After running prepareForLFADS
, the run manager will create the following files on disk under rc.path
:
~/lorenz_example/runs/exampleStitching ├── data_4MaTKO │ ├── inputInfo_dataset001.mat │ ├── inputInfo_dataset002.mat │ ├── inputInfo_dataset003.mat │ ├── lfads_dataset001.h5 │ ├── lfads_dataset002.h5 │ └── lfads_dataset003.h5 ├── param_YOs74u │ └── all │ └── lfadsInput │ ├── inputInfo_dataset001.mat -> ../../../data_4MaTKO/inputInfo_dataset001.mat │ ├── inputInfo_dataset002.mat -> ../../../data_4MaTKO/inputInfo_dataset002.mat │ ├── inputInfo_dataset003.mat -> ../../../data_4MaTKO/inputInfo_dataset003.mat │ ├── lfads_dataset001.h5 -> ../../../data_4MaTKO/lfads_dataset001.h5 │ ├── lfads_dataset002.h5 -> ../../../data_4MaTKO/lfads_dataset002.h5 │ └── lfads_dataset003.h5 -> ../../../data_4MaTKO/lfads_dataset003.h5 └── summary.txt
The organization of these files on disk is discussed in more detail here. Also, a summary.txt
file will be generated which can be useful for identifying all of the runs and their locations on disk.
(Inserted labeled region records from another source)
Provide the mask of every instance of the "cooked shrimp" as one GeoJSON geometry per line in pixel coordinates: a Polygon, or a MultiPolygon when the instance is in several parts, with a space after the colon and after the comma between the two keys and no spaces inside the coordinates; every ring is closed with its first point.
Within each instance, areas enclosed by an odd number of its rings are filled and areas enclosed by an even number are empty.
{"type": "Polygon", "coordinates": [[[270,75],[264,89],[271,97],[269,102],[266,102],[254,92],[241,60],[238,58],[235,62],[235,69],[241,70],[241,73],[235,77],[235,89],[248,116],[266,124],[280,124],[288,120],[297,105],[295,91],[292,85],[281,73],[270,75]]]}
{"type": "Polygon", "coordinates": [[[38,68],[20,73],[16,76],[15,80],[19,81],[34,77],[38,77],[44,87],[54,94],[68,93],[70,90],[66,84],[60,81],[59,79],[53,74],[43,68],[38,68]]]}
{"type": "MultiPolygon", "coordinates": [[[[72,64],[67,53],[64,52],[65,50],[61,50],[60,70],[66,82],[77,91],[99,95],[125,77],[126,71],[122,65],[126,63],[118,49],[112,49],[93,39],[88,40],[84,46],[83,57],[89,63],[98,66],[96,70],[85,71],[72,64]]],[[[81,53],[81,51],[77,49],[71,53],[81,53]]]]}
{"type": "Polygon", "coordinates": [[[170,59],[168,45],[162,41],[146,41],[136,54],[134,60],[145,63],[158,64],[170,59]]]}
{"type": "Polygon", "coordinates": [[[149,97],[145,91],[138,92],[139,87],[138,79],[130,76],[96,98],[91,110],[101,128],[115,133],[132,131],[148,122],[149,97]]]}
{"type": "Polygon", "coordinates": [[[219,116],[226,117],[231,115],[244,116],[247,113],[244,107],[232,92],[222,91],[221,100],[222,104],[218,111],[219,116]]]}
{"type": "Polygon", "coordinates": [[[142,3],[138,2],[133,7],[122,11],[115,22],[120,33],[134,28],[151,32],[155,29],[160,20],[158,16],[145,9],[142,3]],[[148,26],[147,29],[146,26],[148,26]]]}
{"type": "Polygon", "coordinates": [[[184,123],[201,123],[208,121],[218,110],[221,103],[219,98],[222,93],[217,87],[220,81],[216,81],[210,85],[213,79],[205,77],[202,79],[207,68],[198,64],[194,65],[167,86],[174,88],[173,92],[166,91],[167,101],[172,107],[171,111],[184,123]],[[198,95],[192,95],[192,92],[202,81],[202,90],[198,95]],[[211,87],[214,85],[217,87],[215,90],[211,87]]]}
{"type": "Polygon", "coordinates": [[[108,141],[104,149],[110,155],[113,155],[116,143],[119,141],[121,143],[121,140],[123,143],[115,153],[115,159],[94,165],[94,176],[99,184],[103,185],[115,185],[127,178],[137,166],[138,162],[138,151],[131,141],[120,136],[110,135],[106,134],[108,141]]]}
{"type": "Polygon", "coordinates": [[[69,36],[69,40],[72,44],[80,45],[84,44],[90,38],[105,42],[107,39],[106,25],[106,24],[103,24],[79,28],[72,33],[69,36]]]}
You can also generate this text from within Matlab by calling rc.generateSummaryText()
.
LorenzExperiment.RunCollection "exampleStitching2" (1 runs total) Path: ~/lorenz_example/runs/exampleStitching2 Dataset Collection "lorenz_example" (3 datasets) in ~/lorenz_example/datasets ------------------------ 1 Run Specifications: [runSpec 1] LorenzExperiment.RunSpec "all" (3 datasets) [ds 1] LorenzExperiment.Dataset "dataset001" [ds 2] LorenzExperiment.Dataset "dataset002" [ds 3] LorenzExperiment.Dataset "dataset003" ------------------------ 1 Parameter Settings: [1 param_Qr2PeG data_RE1kuL] LorenzExperiment.RunParams "first_attempt_stitching" useAlignmentMatrix=true c_factors_dim=8 c_ic_enc_dim=64 c_gen_dim=64 c_co_dim=0 c_batch_size=150 c_learning_rate_stop=0.001 spikeBinMs: 2 trainToTestRatio: 4 useAlignmentMatrix: true useSingleDatasetAlignmentMatrix: false scaleIncreaseStepsWithDatasets: true c_cell_clip_value: 5 c_factors_dim: 8 c_ic_enc_dim: 64 c_ci_enc_dim: 128 c_gen_dim: 64 c_keep_prob: 0.95 c_learning_rate_decay_factor: 0.98 c_device: /gpu:0 c_co_dim: 0 c_do_causal_controller: false c_do_feed_factors_to_controller: true c_feedback_factors_or_rates: factors c_controller_input_lag: 1 c_do_train_readin: true c_l2_gen_scale: 500 c_l2_con_scale: 500 c_batch_size: 150 c_kl_increase_steps: 900 c_l2_increase_steps: 900 c_ic_dim: 64 c_con_dim: 128 c_learning_rate_stop: 0.001 c_temporal_spike_jitter_width: 0 c_allow_gpu_growth: true c_kl_ic_weight: 1 c_kl_co_weight: 1 c_inject_ext_input_to_gen: false c_prior_ar_atau: 10 c_do_train_prior_ar_atau: true c_prior_ar_nvar: 0.1 c_do_train_prior_ar_nvar: true num_samples_posterior: 512 posterior_mean_kind: posterior_sample_and_average
After running prepareForLFADS
, you can then run the LFADS model or models in the same way as with single-session models, using the instructions here.